As we at JEVS Human Services celebrate 70 years of service to thousands of people of the Greater Philadelphia community, I don't know how many times I've been asked: "What's Jewish about JEVS?" There's another question that usually accompanies this one -- "So what is it that JEVS does?" These are the most frequent queries people voice about an organization that those of us involved like to think of as one of Philadelphia's best-kept secrets.
The simple answer is that JEVS helps people actualize themselves, which constitutes the highest form of Jewish ethical behavior. And we who are involved do it not by providing charity but rather the ability to support oneself and be as independent as possible.
That, at heart, is what JEVS does and also what makes it Jewish.
JEVS is not an employment agency; it's not a vocational training school; it's not a rehabilitation facility; and it's not a government program. It's all of these -- and more. It's an array of constantly responsive activities centered on one goal: helping individuals realize their full potential.
It's helping returning veterans, or escapees from some war-torn or disaster-stricken part of the world; it's helping people who have never known anything but welfare transition to work -- or assisting those who've never been able to work because of drug dependency; and it's helping those who've just been released from prison or who have intellectual or mental health disabilities.
The organization's name used to be Jewish Employment and Vocational Service. It's now JEVS Human Services. But its tag line -- Making Hope Happen -- has remained the same.
To work to help further that mission is the reason I joined JEVS nearly 40 years ago and why I continue my involvement today.
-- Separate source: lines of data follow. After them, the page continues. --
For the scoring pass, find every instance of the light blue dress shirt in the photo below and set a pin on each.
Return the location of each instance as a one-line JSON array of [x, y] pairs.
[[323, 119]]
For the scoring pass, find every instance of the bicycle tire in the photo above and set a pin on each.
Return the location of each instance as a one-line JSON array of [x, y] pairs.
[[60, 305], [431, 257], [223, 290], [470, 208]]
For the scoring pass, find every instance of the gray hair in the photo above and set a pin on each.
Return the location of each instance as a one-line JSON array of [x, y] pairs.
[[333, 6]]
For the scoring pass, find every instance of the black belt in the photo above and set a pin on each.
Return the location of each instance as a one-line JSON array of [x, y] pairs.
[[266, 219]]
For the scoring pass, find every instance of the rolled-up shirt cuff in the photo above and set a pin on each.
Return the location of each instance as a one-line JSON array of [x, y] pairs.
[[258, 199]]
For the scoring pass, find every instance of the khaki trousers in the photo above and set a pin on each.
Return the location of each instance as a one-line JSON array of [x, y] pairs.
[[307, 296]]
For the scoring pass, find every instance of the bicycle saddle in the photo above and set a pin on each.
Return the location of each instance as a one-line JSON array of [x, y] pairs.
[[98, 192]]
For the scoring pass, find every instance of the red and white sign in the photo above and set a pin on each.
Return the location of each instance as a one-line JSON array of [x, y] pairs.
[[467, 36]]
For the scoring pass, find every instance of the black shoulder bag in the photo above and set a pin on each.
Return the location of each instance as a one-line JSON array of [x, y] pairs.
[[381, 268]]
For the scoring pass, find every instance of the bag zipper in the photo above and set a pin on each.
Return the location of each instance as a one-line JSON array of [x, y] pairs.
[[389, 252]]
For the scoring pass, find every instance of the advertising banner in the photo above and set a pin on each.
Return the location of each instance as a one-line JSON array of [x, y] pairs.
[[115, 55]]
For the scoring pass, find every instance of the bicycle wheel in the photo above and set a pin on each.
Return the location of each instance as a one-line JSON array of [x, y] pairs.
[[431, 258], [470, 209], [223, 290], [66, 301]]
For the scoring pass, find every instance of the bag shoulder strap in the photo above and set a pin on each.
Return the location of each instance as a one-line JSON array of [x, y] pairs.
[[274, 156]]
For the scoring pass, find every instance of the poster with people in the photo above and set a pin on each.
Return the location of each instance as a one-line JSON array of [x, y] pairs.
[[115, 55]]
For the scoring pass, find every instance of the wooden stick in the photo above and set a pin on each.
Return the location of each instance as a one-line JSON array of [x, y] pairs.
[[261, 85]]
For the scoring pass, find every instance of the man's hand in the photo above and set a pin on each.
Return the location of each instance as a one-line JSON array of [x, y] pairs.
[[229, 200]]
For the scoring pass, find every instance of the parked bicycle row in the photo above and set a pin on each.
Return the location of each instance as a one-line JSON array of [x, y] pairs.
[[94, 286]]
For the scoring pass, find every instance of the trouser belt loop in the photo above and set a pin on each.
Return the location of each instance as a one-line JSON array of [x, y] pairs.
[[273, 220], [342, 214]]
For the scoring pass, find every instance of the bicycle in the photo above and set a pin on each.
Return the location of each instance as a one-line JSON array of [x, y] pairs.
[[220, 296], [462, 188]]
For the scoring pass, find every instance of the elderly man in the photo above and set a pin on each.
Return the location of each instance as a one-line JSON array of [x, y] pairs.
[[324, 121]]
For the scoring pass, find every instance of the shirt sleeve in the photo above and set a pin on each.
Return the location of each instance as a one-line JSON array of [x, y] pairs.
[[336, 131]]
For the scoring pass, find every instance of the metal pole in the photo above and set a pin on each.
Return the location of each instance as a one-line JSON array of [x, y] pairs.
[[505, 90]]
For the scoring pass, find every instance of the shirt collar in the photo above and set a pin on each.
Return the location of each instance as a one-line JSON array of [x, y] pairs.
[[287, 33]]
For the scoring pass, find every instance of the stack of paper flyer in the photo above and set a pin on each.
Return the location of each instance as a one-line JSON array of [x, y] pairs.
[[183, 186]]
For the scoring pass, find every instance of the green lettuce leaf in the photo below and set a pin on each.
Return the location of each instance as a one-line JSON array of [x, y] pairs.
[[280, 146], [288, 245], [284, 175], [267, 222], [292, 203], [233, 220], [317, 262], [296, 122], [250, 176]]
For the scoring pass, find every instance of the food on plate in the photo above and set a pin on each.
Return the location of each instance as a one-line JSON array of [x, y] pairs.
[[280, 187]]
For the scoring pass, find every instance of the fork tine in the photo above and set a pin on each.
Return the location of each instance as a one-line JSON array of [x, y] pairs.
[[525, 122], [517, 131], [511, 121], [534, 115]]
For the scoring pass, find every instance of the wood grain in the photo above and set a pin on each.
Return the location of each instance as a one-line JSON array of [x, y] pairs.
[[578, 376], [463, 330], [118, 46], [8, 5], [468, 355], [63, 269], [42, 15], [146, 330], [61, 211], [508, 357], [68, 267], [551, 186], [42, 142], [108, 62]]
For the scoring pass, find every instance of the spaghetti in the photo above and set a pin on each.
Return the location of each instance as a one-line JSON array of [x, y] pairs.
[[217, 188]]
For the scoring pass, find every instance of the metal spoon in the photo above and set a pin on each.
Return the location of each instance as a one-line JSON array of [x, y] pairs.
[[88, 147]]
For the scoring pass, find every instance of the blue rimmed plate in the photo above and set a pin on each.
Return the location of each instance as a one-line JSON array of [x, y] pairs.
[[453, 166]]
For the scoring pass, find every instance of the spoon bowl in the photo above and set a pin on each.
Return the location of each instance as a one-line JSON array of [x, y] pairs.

People simply feel better about themselves if they're self-reliant and contributing rather than being dependent upon society and always taking from it.
With an incredibly dedicated and conscientious staff, along with the lay leadership -- which includes an energetic pool of past presidents and chairs who stay involved long after their terms are completed -- JEVS Human Services has consistently responded to the needs of our society.
It's the responsiveness of JEVS to community needs that makes the difference. For example, when Pennhurst State Center and Philadelphia State Hospital closed, new and better services were provided for those who'd been displaced (our now statewide Supports for Independence provides in-home care for people with physical disabilities and the elderly). When Welfare-to-Work was implemented in the mid-1990s, we were able to offer training and employment tailored to recipients' needs through the Maximizing Participation Project.
With the recession and the jobless recovery of recent years, I was reminded of JEVS' original mission: As our brothers and sisters came through our doors seeking work, I realized that we were still every bit as necessary as we were on the eve of World War II when we began.
Moreover, seeing our Center for New Americans continue to place valuable workers -- including those who have recently fled troubling places such as Iraq -- helps demonstrate to the world that assisting all those we can is what truly puts the Jewish in JEVS.
Howard D. Scher, a local attorney, served as president of JEVS Human Services from 1998 to 2002.